For him, who as a child had survived collectivization and, after the war, four years in a camp “for spikelets”, it was an ontological and moral turmoil.

Household is always a way of life, handed down from generation to generation, transforming and changing, yet unchanging in its homeostasis: a woman grabs a frying pan from above or below like her mother, and that one is like her mother, and that one is like her mother, and so on.

Production and reproduction ideology

The Soviet economy was built on a production ideology:

  • Maximization of results with minimization of costs (hence predatory attitude to natural and human resources)
  • Development of natural resources as devastation of territories
  • Irretrievable removal of source materials
  • Selling what can be produced rather than producing what can be sold (anti- market principle of economics)

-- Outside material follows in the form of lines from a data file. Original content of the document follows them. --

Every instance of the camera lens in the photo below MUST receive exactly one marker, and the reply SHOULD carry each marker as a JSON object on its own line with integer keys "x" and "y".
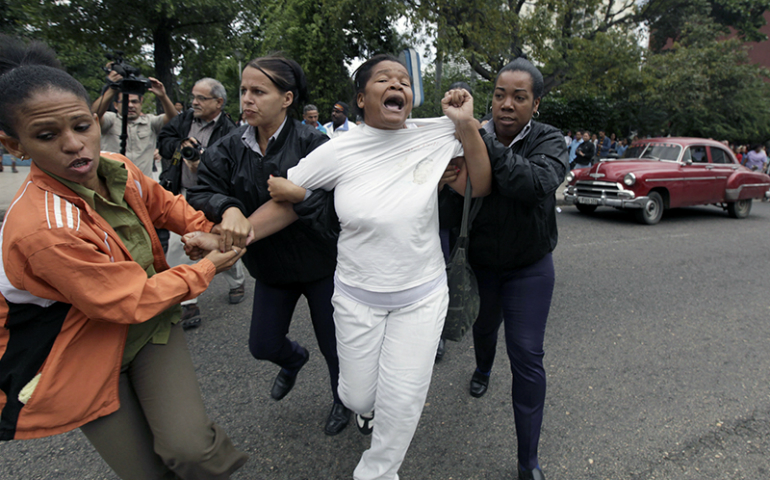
{"x": 190, "y": 154}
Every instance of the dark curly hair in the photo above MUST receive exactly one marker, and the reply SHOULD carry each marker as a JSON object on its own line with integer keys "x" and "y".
{"x": 286, "y": 74}
{"x": 26, "y": 69}
{"x": 521, "y": 64}
{"x": 362, "y": 75}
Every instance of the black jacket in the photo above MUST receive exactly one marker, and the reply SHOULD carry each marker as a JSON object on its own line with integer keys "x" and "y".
{"x": 516, "y": 225}
{"x": 233, "y": 175}
{"x": 172, "y": 135}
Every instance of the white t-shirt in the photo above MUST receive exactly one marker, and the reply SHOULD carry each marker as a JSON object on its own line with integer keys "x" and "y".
{"x": 142, "y": 137}
{"x": 386, "y": 199}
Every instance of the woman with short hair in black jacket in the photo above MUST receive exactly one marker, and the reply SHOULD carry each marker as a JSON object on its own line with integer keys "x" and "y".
{"x": 511, "y": 241}
{"x": 232, "y": 184}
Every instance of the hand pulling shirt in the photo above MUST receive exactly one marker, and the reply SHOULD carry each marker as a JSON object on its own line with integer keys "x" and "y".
{"x": 385, "y": 196}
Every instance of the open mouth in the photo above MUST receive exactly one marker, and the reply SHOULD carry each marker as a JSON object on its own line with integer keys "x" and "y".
{"x": 395, "y": 103}
{"x": 80, "y": 163}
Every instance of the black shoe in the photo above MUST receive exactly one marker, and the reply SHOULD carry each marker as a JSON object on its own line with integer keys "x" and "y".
{"x": 364, "y": 424}
{"x": 284, "y": 381}
{"x": 191, "y": 316}
{"x": 534, "y": 474}
{"x": 440, "y": 350}
{"x": 237, "y": 294}
{"x": 338, "y": 419}
{"x": 479, "y": 384}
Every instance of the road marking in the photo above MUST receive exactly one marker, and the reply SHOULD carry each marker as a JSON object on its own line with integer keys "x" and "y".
{"x": 627, "y": 240}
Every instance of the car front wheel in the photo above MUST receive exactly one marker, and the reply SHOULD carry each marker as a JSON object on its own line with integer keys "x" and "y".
{"x": 739, "y": 209}
{"x": 652, "y": 212}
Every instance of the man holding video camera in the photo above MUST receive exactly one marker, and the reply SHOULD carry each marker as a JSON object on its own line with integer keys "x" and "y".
{"x": 183, "y": 141}
{"x": 143, "y": 129}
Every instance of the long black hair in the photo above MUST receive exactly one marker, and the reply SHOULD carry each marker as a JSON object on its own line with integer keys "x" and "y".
{"x": 286, "y": 75}
{"x": 26, "y": 69}
{"x": 362, "y": 75}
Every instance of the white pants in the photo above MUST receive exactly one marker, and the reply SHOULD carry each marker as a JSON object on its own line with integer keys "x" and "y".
{"x": 176, "y": 256}
{"x": 386, "y": 362}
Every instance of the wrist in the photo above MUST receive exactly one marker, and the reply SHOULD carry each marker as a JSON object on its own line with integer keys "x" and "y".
{"x": 467, "y": 124}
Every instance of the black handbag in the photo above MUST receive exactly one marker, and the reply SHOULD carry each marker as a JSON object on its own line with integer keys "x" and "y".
{"x": 464, "y": 299}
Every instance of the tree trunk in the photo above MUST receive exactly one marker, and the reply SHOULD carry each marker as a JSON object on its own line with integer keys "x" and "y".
{"x": 164, "y": 65}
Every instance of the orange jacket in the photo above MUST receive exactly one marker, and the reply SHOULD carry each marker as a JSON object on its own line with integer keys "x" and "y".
{"x": 69, "y": 292}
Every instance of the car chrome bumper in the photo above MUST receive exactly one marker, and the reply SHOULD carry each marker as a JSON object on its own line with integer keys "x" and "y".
{"x": 638, "y": 202}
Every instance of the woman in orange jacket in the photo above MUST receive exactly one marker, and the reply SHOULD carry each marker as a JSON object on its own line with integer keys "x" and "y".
{"x": 89, "y": 306}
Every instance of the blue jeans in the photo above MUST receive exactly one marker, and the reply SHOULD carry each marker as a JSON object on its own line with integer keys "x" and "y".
{"x": 271, "y": 316}
{"x": 521, "y": 299}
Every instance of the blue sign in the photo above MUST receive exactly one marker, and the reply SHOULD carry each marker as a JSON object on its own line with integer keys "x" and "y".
{"x": 411, "y": 59}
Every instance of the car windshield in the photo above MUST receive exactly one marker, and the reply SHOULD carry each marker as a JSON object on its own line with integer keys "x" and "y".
{"x": 656, "y": 151}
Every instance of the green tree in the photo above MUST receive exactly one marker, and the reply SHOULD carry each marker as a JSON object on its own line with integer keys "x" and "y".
{"x": 92, "y": 28}
{"x": 324, "y": 36}
{"x": 708, "y": 88}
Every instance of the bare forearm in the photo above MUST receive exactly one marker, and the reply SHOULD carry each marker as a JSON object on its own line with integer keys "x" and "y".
{"x": 168, "y": 108}
{"x": 476, "y": 157}
{"x": 272, "y": 217}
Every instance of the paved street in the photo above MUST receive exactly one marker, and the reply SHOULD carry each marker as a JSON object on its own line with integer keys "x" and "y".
{"x": 657, "y": 354}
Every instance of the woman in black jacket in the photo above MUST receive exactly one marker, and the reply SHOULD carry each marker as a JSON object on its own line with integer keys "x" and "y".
{"x": 232, "y": 184}
{"x": 511, "y": 241}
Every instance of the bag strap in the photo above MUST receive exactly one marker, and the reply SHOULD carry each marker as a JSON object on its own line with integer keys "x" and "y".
{"x": 466, "y": 209}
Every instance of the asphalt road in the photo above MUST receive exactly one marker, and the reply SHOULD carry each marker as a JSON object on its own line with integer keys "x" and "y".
{"x": 657, "y": 354}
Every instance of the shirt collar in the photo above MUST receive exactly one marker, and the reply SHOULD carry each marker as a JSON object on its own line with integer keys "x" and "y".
{"x": 115, "y": 176}
{"x": 490, "y": 128}
{"x": 249, "y": 137}
{"x": 206, "y": 124}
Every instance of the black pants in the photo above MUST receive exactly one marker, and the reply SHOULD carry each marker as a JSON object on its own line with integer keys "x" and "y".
{"x": 271, "y": 317}
{"x": 521, "y": 299}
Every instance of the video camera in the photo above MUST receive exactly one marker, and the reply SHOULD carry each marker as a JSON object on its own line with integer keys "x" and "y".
{"x": 133, "y": 83}
{"x": 192, "y": 154}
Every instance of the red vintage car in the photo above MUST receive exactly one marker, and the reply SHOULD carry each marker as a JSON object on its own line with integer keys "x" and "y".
{"x": 660, "y": 173}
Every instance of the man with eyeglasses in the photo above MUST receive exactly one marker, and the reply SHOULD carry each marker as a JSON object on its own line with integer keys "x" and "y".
{"x": 198, "y": 127}
{"x": 339, "y": 123}
{"x": 143, "y": 129}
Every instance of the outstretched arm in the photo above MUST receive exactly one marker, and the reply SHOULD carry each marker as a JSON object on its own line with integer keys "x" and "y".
{"x": 458, "y": 106}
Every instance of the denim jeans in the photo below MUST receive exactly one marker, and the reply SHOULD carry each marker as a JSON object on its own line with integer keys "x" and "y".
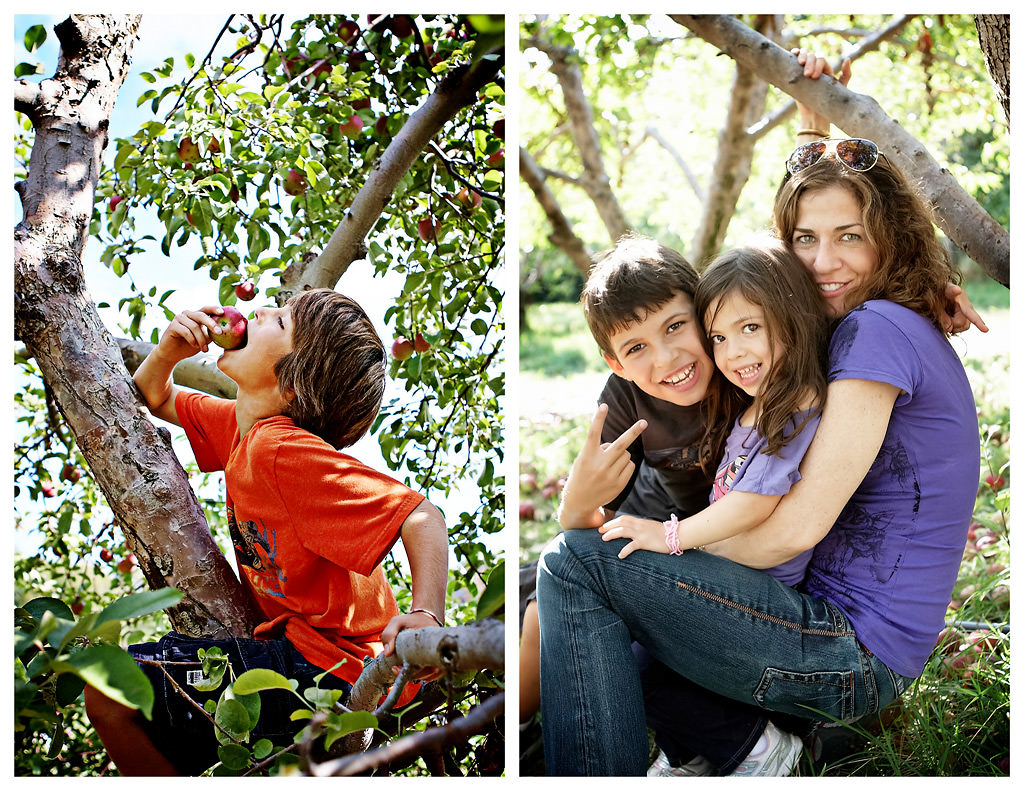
{"x": 729, "y": 629}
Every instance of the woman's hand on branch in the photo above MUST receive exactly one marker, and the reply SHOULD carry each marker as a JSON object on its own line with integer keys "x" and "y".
{"x": 814, "y": 67}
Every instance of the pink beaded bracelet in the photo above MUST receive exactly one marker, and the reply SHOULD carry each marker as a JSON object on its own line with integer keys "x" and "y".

The reproductive ideology is in stark contrast to the production ideology:

  • Resources improve their quality during their exploitation (in Germany, the owner of agricultural land is legally obliged to increase the fertility and productivity of the land)
  • Economic activity is purposeless and value-oriented
  • The economy is cyclical rather than vectoral, male time dominates here
  • Economy comprehensively (historically, naturally) rather than systematically (technically, artificially)

References

  1. Bulgakov SN. Philosophy of Economy. 1990.
  2. Ivanov VV. Reconstruction of the structure, symbolism and semantics of the Indo- European funeral rite. Studies in the field of Baltic-Slavic spiritual culture. 1990.
  3. Sedakova A. The theme of share in funeral rites. Researches in the field of Baltic-Slavic culture.1990.
  4. Toporov VN. Note on two Indo-European verbs of dying. Studies in the field of Baltic-Slavic spiritual culture. 1990.
  5. Toffler O. Predictions and preconditions. Sociological Studies. 1987; 5.
  6. Chayanov AV. Peasant farming. 1989.
  7. Yailenko VP. Archaic Greece and the Middle East. 1990.